Moreover, enzymatic recycling is not a license to keep producing single‑use plastics. The best solution remains reducing consumption and redesigning products for reusability. But for the plastic that is already in the waste stream—and for the plastic that will inevitably be used in medical devices, electronics, and other essential applications—enzymatic recycling offers a way out of the linear take‑make‑dispose model.

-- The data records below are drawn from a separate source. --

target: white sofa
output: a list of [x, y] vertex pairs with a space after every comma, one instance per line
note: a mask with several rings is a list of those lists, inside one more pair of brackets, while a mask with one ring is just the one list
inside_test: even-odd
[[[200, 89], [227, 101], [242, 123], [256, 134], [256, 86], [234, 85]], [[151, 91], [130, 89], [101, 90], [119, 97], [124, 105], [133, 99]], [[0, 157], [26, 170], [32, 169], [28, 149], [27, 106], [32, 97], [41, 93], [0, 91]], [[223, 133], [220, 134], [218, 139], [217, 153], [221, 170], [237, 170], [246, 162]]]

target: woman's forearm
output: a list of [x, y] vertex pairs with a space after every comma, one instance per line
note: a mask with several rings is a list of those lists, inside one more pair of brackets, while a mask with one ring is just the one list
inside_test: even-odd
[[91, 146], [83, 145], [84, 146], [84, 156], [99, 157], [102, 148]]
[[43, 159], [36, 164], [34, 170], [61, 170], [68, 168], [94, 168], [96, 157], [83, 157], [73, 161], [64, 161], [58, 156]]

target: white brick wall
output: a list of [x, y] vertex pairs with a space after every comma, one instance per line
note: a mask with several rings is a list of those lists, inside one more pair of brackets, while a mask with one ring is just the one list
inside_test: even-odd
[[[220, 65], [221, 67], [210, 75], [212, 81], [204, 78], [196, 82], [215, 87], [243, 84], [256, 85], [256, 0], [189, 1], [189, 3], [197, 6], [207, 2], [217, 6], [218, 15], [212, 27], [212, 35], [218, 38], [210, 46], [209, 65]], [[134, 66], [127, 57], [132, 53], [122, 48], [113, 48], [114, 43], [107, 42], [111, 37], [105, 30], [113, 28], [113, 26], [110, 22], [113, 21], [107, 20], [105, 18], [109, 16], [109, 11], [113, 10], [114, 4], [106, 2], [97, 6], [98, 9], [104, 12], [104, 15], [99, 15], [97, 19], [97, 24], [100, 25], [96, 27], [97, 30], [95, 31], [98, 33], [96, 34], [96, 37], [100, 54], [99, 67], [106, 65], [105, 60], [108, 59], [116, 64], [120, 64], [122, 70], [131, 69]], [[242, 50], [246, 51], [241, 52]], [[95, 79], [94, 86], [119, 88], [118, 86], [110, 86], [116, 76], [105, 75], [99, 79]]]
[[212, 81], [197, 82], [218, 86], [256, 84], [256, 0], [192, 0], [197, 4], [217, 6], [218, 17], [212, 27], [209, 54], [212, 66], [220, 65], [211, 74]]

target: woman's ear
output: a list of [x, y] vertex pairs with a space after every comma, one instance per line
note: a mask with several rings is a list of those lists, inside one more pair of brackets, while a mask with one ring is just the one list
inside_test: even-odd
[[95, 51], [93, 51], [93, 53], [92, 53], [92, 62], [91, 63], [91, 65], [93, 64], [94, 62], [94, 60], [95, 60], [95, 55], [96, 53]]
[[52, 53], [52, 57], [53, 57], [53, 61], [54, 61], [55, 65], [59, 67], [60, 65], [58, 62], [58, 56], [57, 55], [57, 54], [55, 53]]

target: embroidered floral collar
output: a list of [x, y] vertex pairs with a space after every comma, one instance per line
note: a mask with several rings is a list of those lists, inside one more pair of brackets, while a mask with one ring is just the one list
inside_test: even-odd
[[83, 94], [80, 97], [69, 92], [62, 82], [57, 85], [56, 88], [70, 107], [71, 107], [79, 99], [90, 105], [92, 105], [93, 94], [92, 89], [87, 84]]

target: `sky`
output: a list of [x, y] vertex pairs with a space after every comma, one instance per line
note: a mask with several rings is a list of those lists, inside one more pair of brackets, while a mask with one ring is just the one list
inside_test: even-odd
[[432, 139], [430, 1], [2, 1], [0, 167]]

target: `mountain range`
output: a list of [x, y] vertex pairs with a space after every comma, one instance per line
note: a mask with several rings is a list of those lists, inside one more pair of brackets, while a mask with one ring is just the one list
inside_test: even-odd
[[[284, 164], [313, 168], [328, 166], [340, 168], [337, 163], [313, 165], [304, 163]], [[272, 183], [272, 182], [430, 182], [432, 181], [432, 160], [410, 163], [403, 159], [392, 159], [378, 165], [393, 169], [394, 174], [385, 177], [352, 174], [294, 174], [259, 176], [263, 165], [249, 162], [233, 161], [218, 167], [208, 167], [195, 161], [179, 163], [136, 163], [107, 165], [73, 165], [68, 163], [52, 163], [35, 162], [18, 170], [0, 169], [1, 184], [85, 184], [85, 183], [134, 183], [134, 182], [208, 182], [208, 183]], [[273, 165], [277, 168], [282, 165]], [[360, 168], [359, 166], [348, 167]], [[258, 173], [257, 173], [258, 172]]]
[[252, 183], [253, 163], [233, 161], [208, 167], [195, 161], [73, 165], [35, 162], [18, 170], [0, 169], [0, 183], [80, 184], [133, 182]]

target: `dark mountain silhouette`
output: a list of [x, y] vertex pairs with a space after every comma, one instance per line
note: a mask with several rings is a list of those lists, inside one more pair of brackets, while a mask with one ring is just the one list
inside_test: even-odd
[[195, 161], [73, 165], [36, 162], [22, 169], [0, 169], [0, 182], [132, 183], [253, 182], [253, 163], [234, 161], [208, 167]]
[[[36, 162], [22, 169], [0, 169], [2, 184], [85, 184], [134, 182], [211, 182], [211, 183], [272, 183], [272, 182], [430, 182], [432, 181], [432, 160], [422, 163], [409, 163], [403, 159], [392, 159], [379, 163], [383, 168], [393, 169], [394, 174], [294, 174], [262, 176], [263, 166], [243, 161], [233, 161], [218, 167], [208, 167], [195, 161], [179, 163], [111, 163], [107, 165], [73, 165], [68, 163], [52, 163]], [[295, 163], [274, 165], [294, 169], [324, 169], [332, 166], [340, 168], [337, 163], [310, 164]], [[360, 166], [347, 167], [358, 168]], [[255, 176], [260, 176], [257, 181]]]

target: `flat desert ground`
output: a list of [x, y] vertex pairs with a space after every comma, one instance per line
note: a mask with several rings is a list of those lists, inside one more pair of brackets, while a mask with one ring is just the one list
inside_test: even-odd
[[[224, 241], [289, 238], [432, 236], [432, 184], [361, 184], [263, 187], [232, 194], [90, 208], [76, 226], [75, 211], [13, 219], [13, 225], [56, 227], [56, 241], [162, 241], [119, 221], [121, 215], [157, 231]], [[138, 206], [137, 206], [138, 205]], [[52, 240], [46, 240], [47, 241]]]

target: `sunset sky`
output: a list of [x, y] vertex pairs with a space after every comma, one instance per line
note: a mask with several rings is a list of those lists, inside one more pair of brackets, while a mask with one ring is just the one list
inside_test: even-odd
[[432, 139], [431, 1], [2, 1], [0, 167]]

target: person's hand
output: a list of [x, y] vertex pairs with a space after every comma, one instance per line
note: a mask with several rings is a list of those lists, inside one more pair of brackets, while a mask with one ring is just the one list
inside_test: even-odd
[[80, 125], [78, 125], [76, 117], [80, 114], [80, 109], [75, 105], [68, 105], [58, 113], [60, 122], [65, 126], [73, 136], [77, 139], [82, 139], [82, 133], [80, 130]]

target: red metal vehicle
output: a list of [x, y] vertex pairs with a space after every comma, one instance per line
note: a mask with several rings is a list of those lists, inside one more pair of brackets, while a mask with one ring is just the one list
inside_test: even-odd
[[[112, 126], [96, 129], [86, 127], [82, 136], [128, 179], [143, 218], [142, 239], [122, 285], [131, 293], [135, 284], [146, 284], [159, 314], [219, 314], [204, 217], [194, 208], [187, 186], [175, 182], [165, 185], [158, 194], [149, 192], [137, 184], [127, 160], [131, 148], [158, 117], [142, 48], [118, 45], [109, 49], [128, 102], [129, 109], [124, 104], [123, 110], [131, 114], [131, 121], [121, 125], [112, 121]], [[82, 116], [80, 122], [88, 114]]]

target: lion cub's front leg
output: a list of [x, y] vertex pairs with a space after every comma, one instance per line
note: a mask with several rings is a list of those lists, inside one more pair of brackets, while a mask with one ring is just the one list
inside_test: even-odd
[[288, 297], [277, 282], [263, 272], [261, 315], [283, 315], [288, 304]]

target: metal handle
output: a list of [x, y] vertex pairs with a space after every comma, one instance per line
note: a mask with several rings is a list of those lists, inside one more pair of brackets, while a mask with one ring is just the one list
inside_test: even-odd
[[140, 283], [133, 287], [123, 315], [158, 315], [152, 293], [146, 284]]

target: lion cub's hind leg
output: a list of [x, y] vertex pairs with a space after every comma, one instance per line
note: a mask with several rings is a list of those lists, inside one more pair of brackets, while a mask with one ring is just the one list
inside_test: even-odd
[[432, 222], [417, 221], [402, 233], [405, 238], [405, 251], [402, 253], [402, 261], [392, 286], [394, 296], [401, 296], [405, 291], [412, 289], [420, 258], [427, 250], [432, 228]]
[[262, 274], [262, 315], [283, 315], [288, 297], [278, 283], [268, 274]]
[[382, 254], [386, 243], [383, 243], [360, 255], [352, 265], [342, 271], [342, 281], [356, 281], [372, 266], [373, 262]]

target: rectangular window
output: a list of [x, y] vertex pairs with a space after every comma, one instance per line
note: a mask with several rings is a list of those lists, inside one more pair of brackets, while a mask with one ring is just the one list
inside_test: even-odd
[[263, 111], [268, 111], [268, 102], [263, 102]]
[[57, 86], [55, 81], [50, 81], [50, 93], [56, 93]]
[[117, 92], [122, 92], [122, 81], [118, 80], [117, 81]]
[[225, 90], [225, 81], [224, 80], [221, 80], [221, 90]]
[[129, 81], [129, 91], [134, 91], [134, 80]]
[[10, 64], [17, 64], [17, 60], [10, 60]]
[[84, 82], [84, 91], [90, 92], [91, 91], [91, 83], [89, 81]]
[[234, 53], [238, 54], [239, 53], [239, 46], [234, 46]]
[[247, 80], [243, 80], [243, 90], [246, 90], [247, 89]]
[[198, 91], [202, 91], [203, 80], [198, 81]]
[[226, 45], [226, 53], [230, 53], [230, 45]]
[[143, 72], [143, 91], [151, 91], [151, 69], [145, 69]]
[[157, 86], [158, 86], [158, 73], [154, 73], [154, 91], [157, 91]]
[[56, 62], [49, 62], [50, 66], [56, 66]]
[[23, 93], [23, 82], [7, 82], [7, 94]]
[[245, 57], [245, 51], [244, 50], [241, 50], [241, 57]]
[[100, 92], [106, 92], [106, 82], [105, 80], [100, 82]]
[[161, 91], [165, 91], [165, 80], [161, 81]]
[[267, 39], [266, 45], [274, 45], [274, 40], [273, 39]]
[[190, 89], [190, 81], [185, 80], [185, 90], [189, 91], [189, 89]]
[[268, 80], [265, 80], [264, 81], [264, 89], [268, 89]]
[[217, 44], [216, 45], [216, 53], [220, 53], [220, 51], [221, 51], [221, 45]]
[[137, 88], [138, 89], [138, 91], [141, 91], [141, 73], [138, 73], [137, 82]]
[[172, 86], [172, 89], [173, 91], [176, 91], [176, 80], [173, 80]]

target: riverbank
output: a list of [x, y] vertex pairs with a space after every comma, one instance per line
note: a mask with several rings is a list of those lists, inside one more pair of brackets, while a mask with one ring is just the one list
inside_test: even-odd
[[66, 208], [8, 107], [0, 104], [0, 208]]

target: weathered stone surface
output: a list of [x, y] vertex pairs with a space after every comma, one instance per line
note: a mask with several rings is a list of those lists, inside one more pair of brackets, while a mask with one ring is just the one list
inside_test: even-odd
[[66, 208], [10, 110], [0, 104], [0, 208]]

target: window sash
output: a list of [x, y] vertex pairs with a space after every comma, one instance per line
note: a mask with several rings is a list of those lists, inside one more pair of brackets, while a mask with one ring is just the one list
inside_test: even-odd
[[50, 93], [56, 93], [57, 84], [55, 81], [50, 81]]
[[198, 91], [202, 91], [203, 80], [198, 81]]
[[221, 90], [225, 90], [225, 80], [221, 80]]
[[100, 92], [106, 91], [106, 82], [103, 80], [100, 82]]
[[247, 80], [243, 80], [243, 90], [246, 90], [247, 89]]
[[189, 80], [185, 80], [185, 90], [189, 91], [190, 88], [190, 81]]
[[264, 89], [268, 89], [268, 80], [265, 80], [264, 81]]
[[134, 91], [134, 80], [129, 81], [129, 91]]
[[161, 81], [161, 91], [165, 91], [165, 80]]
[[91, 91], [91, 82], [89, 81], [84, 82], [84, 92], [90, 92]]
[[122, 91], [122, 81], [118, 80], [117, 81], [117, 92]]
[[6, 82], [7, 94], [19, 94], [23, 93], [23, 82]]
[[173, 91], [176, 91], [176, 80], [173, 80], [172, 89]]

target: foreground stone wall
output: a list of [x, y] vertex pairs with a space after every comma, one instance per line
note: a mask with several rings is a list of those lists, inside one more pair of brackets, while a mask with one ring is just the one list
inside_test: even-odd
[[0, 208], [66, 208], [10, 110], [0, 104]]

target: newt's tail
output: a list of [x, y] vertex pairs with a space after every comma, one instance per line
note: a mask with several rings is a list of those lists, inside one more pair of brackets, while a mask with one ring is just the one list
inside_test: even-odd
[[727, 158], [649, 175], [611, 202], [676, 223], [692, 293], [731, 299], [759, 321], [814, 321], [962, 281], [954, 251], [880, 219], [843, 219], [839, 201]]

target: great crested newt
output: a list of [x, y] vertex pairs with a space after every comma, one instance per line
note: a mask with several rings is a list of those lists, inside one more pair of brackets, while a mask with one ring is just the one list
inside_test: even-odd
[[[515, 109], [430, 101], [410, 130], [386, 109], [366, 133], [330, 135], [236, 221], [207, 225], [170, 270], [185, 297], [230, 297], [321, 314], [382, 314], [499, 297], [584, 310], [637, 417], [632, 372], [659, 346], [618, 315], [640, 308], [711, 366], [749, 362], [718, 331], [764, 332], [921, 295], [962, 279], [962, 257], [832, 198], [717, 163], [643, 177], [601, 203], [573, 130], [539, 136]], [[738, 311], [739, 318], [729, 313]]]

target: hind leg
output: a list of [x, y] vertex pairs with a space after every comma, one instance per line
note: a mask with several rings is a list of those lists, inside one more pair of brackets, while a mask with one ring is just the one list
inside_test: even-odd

"The dream is a world where every plastic bottle you buy contains monomers that were once another plastic bottle," said Dr. Montgomery. "Not downcycled into a park bench. Not burned. Not buried. But reborn as a new bottle, indistinguishable from virgin plastic, at lower cost and lower carbon footprint. That is what FAST‑PETase makes possible."
The Quiet Revolution
The enzyme does not roar. It does not glow. It does not announce its work. In the vat at UT Austin, the slurry continues to churn, the ester bonds breaking, the long polymer chains falling apart into their constituent molecules. The process is silent, invisible, and unstoppable once started. In a few hours, the bottles that took centuries to degrade naturally will be gone, transformed into a clear liquid and a white powder that can be fed back into a polymerizer to become new bottles. The circle closes.
The discovery of PETase in a Japanese dump was a reminder that evolution is the greatest engineer. The engineering of FAST‑PETase is a reminder that human intelligence can accelerate evolution by a factor of a billion. The plastic crisis is not solved—not yet. But for the first time, there is a credible, economic, scalable path to solving it. The enzyme that eats plastic for breakfast is here. It is hungry. And it is ready for the billions of tons of lunch waiting in landfills and oceans.